От ее ладони исходило тепло. Сила больше не казалась опаляющей, напротив, это тепло согревало что-то внутри, то ли еще тела, то ли уже души.
— Но с вами другое. Вы сами себя разрушаете. Изнутри. Это неправильно.
Когда руку убрали, Свят испытал разочарование. Тепло, конечно, осталось, но мало, слишком мало.
— Я постараюсь исправиться.
— Врете, — вздохнула дива. — Собирайтесь.
— Куда?
— Туда, где жил тот человек, — она скрестила руки на груди. — Чем раньше попадем, тем лучше.
Ехать никуда не хотелось.
Совершенно.
Из окна тянуло холодом, и надо бы ваты прикупить, заложить между рамами, а заодно уж заклеить все. И у дивы тоже. Почему-то Святу подумалось, что сама она окна клеить не станет. И не потому, что не способна, просто… разве дивы заклеивают окна?
— Может, завтра? — подобная леность прежде ему свойственна не была, но теперь хотелось вернуться в кровать, закутаться в одеяло, как когда-то в глубоком детстве, и позволить себе уснуть.
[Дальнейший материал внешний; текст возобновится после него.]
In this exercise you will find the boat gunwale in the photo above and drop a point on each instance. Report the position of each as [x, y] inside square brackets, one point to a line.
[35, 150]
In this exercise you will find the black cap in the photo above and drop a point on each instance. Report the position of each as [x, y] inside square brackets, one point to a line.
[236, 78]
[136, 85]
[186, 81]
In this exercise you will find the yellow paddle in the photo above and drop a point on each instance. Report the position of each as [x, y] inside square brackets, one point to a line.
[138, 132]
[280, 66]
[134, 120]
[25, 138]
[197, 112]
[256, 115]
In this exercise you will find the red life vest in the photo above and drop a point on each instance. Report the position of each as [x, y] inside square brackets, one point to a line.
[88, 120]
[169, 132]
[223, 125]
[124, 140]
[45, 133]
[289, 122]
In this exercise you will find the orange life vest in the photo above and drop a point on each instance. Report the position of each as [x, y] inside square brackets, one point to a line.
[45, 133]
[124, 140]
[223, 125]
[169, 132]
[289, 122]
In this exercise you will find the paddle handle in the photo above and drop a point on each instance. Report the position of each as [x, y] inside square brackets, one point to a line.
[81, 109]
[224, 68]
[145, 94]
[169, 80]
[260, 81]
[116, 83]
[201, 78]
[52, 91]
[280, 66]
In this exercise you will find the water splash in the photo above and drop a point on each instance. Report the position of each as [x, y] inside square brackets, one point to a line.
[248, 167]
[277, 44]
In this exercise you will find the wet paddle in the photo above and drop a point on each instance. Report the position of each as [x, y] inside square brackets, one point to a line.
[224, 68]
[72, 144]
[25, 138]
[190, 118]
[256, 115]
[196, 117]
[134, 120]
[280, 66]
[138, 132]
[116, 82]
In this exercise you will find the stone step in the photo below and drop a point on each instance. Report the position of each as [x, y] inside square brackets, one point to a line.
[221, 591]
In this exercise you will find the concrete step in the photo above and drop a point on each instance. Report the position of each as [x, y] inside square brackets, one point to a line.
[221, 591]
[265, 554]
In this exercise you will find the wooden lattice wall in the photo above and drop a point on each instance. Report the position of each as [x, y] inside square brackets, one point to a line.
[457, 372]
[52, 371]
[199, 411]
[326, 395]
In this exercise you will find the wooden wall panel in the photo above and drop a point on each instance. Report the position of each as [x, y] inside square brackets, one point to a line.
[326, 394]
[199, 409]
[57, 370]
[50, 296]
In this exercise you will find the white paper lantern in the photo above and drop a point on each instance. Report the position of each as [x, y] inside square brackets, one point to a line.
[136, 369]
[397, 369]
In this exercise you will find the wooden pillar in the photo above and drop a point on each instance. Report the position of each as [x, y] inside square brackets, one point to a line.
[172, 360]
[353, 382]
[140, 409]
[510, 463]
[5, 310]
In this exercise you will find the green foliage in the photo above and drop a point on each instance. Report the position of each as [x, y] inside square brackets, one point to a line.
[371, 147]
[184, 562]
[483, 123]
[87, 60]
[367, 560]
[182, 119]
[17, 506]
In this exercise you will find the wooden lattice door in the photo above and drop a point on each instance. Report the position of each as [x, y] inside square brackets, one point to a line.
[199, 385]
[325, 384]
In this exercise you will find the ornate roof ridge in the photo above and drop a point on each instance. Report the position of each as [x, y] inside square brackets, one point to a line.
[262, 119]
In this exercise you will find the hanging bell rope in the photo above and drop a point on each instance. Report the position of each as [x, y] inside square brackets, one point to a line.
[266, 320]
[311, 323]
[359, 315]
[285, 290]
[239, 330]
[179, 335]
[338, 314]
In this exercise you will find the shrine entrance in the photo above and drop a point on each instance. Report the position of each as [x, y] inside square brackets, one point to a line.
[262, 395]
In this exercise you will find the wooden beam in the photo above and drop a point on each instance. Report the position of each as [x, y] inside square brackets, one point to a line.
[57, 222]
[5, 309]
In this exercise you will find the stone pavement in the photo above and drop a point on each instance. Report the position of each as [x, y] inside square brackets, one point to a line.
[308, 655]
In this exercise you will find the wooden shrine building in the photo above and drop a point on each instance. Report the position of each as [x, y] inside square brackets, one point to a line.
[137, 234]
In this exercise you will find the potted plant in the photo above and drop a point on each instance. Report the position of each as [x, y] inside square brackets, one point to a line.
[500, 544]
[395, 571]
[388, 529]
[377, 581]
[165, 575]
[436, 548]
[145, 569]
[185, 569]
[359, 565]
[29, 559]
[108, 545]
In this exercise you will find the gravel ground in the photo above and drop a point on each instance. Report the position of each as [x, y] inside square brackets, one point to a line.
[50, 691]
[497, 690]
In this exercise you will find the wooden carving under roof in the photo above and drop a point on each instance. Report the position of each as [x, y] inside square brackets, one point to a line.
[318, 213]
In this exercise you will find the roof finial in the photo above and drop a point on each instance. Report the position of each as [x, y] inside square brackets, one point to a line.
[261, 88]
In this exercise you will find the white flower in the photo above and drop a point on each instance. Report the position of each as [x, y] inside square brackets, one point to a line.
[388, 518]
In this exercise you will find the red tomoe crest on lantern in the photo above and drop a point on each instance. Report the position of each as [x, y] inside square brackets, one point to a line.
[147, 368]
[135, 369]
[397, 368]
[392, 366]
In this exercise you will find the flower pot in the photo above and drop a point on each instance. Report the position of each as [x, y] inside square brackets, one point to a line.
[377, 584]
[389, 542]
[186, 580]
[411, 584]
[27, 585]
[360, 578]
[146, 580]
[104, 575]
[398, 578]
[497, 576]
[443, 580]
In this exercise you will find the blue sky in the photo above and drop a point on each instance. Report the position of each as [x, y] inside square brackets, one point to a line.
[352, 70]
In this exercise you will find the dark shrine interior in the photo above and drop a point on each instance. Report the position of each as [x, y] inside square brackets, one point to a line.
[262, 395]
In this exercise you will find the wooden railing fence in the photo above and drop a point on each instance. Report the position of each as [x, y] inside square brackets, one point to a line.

Верилось, что сегодня сны будут хорошие, без сновидений.
— Завтра у меня дежурство. И послезавтра. И дальше не понятно. Осень.
— И?
— Пациентов станет больше, сложных тоже, — сказала она так, будто Свят и сам должен был знать вещь столь очевидную. — А сил меньше.
И рубашку протянула.
А Свят взял.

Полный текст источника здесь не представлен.